In a quadrilateral ABCD, `angleA+angleD=90^(@)`. Prove that
`AC^(2)+BD^(2)=AD^(2)+BC^(2)`

Given Quadrilateral ABCD, in which `angleA+angleD=90^(@)`
To prove `AC^(2)+BD^(2)=AD^(2)+BC^(2)`
Construct Produce AB and CD to meet at E.
Also, join AC and BD.
Proof In `DeltaAED, angleA+angleD=90^(@)` [given]
`therefore angleE=180^(@)-(angleA+angleD)=90^(@)`
[`because` sum of angles of a triangle=`180^(@)`]
Then by Pythagoras theroem, `AD^(2)=AE^(2)+DE^(2)`
In `DeltaBEC`, by pythagoras theorem, `BC^(2)=BE^(2)+EF^(2)`
On adding both equations, we get
`AD^(2)+BC^(2)=AE^(2)+DE^(2)+BE^(2)+CE^(2)`..(i)

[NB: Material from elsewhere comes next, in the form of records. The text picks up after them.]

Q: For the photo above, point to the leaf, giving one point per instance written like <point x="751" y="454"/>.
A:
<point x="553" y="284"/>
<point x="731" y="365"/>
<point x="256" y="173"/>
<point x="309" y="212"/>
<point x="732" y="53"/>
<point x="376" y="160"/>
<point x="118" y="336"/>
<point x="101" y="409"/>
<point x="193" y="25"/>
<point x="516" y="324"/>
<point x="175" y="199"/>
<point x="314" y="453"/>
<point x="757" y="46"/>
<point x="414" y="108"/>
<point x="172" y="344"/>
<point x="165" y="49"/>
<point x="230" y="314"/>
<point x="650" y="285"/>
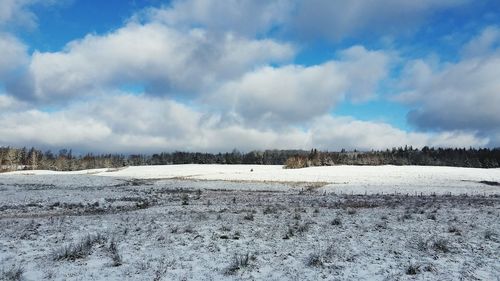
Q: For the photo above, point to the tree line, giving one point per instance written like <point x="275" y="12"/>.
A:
<point x="64" y="160"/>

In `DeltaAEC`, by Pythagoras therom,
`AC^(2)=AE^(2)+CE^(2)`
and in `DeltaBED`, by pythagoras theorem
`BD^(2)=BE^(2)+DE^(2)`
On adding both equation weget
`AC^(2)+BD^(2)=AE^(2)+CE^(2)+BE^(2)+DE^(2)`...(ii)
From Eqs. (i) and (ii),
`AC^(2)+BD^(2)=AD^(2)+BC^(2)` Hence proved